Mi tío Lucas —juro que así se llamaba— engañó a su mujer todos los días con todas las trabajadoras domésticas posibles. Eran su debilidad.
A la casa de mi abuela nunca dejó de ir a lo largo de los años. Pero no era por saludarla y platicar con ella. El motivo eran las chicas que le ayudaban a ésta en los temas domésticos. Y hablo en plural porque mi tío las hostigaba de tal forma que terminaba ahuyentándolas.
Era algo así como el terror de la colonia. No dejaba una viva. Su estrategia era la misma. Una vez que veía a su presa, la barría de arriba abajo. Le gustaban piernudas, de trenzas, de faldita voladora. A todas les decía “mi reina” o “mi reinita”. Ya que empezaba a entrar en confianza, le compraba un refresco o una torta. Si la chica respondía al galanteo, iba por su guitarra y le cantaba un corrido. Amaba los corridos. Luego pasaba a los boleros de Agustín Lara o del dueto Los Bribones. Cantaba bonito el tío Lucas, pero era muy encimoso.
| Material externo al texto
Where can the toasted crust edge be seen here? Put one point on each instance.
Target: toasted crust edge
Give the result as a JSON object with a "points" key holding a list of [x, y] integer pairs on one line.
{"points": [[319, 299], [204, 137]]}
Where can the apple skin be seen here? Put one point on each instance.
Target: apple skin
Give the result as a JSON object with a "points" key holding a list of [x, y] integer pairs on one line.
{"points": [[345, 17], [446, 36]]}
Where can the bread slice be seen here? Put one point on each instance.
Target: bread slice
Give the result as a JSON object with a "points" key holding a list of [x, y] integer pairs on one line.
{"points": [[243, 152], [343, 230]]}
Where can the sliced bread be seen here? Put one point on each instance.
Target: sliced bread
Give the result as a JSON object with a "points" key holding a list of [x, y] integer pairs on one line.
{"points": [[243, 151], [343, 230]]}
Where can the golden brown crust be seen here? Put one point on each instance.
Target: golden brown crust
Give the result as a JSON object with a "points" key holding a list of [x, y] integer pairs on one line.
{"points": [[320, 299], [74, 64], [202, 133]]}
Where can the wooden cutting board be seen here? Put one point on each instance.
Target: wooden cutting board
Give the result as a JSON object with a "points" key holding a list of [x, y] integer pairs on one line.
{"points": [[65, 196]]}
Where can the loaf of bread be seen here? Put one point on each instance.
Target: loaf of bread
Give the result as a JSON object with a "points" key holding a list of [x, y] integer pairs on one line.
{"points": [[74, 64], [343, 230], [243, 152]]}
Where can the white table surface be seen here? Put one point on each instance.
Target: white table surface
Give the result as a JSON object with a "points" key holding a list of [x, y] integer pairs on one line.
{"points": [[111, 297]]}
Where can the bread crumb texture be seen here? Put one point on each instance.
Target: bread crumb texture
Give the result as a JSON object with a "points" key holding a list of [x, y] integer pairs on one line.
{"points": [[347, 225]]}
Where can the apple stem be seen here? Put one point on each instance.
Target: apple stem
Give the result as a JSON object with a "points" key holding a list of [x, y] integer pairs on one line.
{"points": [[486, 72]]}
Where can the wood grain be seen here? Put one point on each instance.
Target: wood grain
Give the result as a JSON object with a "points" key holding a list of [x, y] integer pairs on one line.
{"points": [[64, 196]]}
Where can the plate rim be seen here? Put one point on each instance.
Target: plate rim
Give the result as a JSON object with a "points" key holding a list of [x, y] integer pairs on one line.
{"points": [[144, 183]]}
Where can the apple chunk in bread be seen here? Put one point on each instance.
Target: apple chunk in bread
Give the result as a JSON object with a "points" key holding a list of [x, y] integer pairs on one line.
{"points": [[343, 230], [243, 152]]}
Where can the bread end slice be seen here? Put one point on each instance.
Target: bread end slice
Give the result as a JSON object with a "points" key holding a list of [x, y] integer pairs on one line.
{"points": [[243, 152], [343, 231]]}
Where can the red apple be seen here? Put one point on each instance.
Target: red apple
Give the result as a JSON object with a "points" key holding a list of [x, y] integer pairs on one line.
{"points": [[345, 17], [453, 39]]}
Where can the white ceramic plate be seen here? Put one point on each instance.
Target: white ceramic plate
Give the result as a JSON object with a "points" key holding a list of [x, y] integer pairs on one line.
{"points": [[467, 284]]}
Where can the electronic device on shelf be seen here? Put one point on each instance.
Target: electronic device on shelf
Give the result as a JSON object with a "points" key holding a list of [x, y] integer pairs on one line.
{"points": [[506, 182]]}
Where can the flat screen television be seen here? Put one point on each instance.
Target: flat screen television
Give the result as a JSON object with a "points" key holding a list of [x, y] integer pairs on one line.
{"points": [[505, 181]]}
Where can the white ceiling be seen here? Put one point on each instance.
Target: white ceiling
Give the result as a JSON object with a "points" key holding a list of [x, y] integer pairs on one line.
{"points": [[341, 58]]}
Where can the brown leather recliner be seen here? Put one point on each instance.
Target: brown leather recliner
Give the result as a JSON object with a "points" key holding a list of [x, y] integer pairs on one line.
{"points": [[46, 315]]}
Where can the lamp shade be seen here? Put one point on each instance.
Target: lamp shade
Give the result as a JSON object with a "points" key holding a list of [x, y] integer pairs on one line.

A la segunda canción empezaba a abrazar a su futura víctima.
Ya con la confianza ganada, la invitaba al cine. Para que su esposa no descubriera su infidelidad, usaba una gorra de petrolero y una chamarra. No abrazaba a la muchacha en la calle. Incluso caminaba por delante de ella para que si era sorprendido por alguna amistad tuviera una coartada. Ya en el cine, la llevaba hasta la última fila. Ahí se quitaba la gorra, la abrazaba y la agarraba a besos.
¿Cuántas víctimas tuvo a lo largo de su vida? Nadie lo sabe. ¿A cuántas embarazó? He ahí otro enigma. Lo cierto es que a su velorio fueron varias de las novias que tuvo en distintos momentos de su vida.
Nunca olvidaré el “era bien buena gente don Lucas” proferido por una novia acongojada a la que le regaló su guitarra.